Apart from the NVD, all SCA tools also keep their own vulnerability databases, which pull from the national one but also may pull data from other sources. At GitHub, data from the NVD is combined with security information from npm and vulnerabilities reported by users on GitHub.
“GitHub acquired npm, the package manager, and it has information about the security of those packages,” Kaczorowski said. “Another one is the security advisories that are reported on GitHub. When a maintainer has a project that has a vulnerability in it, they can actually publish that information directly on GitHub as part of the project so that their users can see it.”
Kaczorowski said the additional information improves the quality of the data.
“We’ll curate things that are more relevant, verify it in the environment, that type of thing,” she said. “Data quality, that’s mostly what it is.”

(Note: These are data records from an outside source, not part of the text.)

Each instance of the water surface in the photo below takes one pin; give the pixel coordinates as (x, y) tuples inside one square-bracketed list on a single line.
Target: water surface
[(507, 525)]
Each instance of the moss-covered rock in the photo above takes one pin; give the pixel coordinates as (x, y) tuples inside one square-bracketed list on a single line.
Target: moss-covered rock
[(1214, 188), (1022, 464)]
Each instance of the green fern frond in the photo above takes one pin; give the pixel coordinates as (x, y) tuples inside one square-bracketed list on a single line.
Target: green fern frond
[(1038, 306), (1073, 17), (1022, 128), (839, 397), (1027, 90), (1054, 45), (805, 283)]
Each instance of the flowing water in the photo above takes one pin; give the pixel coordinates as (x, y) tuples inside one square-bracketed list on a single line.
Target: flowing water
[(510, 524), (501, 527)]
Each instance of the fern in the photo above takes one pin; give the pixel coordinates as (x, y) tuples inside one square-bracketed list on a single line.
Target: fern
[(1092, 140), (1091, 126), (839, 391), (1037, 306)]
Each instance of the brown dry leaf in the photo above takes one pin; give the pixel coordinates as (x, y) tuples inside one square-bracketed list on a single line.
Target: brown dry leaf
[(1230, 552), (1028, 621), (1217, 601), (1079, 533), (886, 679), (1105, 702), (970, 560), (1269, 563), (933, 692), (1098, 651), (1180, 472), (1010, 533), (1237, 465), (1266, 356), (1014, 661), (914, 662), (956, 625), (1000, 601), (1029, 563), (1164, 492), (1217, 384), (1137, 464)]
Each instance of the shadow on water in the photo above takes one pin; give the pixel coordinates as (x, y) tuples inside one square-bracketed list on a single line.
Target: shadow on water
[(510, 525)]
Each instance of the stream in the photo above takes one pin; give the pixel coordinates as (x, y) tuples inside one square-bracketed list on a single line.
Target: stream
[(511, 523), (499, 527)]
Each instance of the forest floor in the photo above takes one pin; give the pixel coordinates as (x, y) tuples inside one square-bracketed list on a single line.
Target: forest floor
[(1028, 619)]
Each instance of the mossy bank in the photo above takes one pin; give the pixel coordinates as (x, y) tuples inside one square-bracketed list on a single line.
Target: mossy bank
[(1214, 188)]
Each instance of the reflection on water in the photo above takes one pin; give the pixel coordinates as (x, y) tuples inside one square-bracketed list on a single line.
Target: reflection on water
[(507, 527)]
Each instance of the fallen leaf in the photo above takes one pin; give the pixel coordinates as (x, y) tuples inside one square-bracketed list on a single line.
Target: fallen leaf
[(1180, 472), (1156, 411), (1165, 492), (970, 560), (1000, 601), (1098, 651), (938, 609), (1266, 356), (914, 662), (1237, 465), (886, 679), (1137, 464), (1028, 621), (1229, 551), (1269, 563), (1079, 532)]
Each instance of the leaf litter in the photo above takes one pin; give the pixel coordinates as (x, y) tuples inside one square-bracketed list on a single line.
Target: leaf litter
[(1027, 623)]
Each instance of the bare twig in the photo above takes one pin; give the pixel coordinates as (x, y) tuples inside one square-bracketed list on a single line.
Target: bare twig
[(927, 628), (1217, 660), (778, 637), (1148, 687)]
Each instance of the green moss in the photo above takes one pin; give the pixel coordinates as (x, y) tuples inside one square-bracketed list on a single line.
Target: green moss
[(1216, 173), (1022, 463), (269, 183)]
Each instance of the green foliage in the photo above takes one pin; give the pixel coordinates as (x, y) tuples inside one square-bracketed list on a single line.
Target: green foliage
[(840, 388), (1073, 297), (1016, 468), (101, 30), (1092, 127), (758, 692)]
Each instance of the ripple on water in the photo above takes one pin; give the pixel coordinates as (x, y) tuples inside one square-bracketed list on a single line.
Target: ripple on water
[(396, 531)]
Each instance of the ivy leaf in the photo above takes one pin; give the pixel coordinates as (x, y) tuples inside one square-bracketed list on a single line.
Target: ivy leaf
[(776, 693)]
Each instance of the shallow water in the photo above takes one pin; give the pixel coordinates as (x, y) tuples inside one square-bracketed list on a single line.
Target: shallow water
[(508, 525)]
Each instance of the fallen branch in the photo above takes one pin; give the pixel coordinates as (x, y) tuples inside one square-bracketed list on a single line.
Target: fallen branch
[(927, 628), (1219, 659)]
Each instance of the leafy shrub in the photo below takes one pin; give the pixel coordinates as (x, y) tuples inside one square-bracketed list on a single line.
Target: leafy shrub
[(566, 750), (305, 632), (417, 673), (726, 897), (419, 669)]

Should Developers Update Dependencies Immediately?
Kaczorowski said there are two approaches to updating dependencies.
“It really depends on what you’re optimizing for,” she said. “One is just to be up to date on the latest ... and the other one is to just say, ‘OK, I’m going to manually review everything that I have.’”
When it comes to security updates, there is always the risk that malicious actors could use the vulnerability disclosure as a blueprint to compromise any remaining un-updated applications. Although that’s a good reason to automatically update to the latest, updating immediately can sometimes introduce unwanted changes.
“An issue might be that it has a license that your legal department doesn’t support,” Kaczorowski said. “Something like a copyleft license is a common reason why you might not want to use a dependency if you’re a corporation.”
Copyleft licenses are the opposite of copyright. While copyright gives owners exclusive control over the use and distribution of products, copyleft ensures that the public is free to use the material — and certain products that are derived from the material — however they see fit. If companies are not careful, they may accidentally create products they intended to monetize but cannot because they include copyleft dependencies.
“Something like a copyleft license is a common reason why you might not want to use a dependency if you’re a corporation.”
It’s also possible to accidentally introduce new security vulnerabilities through dependencies, whether the cause is due to mistakes or malicious behavior. GitHub’s State of the Octoverse security report from 2020 found that 17 percent of GitHub’s security advisories were the result of malicious attacks, with the majority originating from npm packages. But the more common dependencies most developers encounter were found to be caused by mistakes.
Developers who want to manually review dependency updates before updating can do so using lock files, which record all of a project’s dependencies, similar to manifest files. But lock files also lock in specific versions of each dependency, which prevent packages from automatically being updated to their latest versions.
Kaczorowski said it’s important not just to mitigate vulnerabilities once dependencies are added to a project, but also to try and prevent them from being added initially.
“We have a feature that we have in beta right now called the dependency review,” Kaczorowski said. “It will let you know when you’re changing your dependencies, if you’re introducing something that’s vulnerable, or something that has a license that may not be compatible with whatever your policy is, so you can see that.”